Keywords: Colchicine poisoning ; Cardiac muscle

Source: Springer Online Journal Archives 1860-2000

Topics: Medicine

Notes: Abstract Objectives Colchicine poisoning may be lethal and a decrease in cardiac function has been reported in several case reports, but the precise cardiotoxicity of colchicine remains unknown. Design The experimental in vitro study assessed the intrinsic contractility of left ventricular papillary muscle in rats, 24 h after administration of intraperitoneal colchicine or saline. Results The administration of colchicine (2 or 4 mg·kg−1) in adult Wistar rats markedly impaired intrinsic myocardial contractility, as shown by a decrease in maximum shortening velocity (−32 and −61%, respectively), active isometric force (−47 and −65%, respectively), and peak power output (−57 and −69%, respectively) of left ventricular papillary muscle. Colchicine impaired isotonic relaxation and load dependence of relaxation, suggesting a decrease in sarcoplasmic reticulum function.
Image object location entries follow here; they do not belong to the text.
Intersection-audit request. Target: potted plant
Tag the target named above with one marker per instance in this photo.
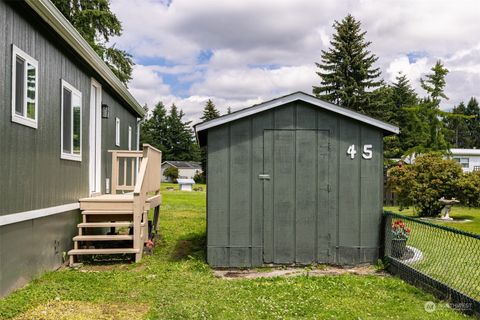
(400, 234)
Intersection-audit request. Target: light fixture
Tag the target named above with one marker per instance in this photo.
(105, 111)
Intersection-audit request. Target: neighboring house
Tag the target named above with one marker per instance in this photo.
(62, 110)
(469, 159)
(186, 169)
(294, 180)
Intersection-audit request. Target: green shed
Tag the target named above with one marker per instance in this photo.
(294, 180)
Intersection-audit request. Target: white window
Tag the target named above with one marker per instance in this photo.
(117, 132)
(71, 122)
(24, 88)
(129, 138)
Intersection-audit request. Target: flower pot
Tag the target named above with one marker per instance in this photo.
(398, 247)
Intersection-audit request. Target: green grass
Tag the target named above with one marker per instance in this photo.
(456, 213)
(449, 257)
(176, 283)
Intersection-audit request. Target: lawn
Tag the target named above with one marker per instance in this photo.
(176, 283)
(472, 214)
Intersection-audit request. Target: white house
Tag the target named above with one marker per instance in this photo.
(186, 169)
(469, 159)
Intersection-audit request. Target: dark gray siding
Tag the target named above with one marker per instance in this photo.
(350, 222)
(32, 175)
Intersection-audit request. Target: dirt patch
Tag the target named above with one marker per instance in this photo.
(295, 272)
(79, 310)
Conversely, colchicine significantly accelerated isometric relaxation, suggesting a decrease in calcium myofilament sensitivity. Myothermal economy was markedly impaired only in some rats (3/10 in each group), in which the negative inotropic effect of colchicine appeared to be more particularly pronounced. Conclusion The results indicate that the administration of high doses of colchicine induced intrinsic cardiotoxic effects. Due to its amplitude, such cardiotoxic action may participate in the fatal outcome of acute colchicine poisoning.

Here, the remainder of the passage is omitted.